Care worker checking an older man's hand

When an incident occurs, the actions taken in the first minutes can affect safety, investigation, and later communication. Frontline staff may not run the formal candour process, but they are often the first to find the incident, reassure the resident, collect immediate facts, and ensure the correct escalation.

Immediate frontline steps

  • Make the resident safe: get urgent help, provide first aid, seek clinical advice, or call emergency services if needed.
  • Tell the right senior person quickly: do not assume someone else has already reported it.
  • Preserve the facts: keep records, equipment, packaging, medicines, or other potential evidence secure and untouched if relevant.
  • Be honest: do not invent an explanation or tell the resident or family what happened unless you are sure of the facts.
  • Record promptly: make factual, timed, neutral notes as soon as you can.
  • Keep care professional: continue to support the resident and involve the family as appropriate; do not avoid them because the situation is uncomfortable.

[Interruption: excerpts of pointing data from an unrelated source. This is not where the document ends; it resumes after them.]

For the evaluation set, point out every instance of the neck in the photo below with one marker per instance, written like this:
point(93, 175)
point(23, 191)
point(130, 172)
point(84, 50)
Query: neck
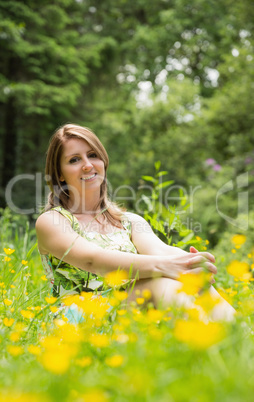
point(87, 204)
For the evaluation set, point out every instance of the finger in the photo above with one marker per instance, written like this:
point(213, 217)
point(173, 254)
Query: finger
point(212, 268)
point(196, 260)
point(195, 271)
point(193, 250)
point(198, 271)
point(209, 256)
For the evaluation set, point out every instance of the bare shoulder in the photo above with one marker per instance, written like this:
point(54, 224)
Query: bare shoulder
point(50, 220)
point(139, 224)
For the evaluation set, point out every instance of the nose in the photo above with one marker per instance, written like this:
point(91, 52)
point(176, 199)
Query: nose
point(87, 165)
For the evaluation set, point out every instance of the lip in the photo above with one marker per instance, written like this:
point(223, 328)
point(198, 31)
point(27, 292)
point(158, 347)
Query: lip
point(91, 178)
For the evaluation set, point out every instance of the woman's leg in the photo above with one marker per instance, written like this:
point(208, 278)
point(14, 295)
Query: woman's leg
point(165, 293)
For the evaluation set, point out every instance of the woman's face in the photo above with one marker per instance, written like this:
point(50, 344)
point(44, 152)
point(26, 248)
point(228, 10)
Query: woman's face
point(81, 166)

Also avoid altering records, coaching colleagues on what to say, arguing with the family, or waiting until the end of the shift if the matter is urgent now.

Scenario

A care assistant realises that a resident may have been given another person's medication. The resident looks drowsier than usual, and the senior carer is on a break. The assistant considers waiting until handover to avoid causing alarm.

Why is waiting unsafe here?

 

If you are thinking of waiting because the situation feels serious, that is usually a signal to escalate now.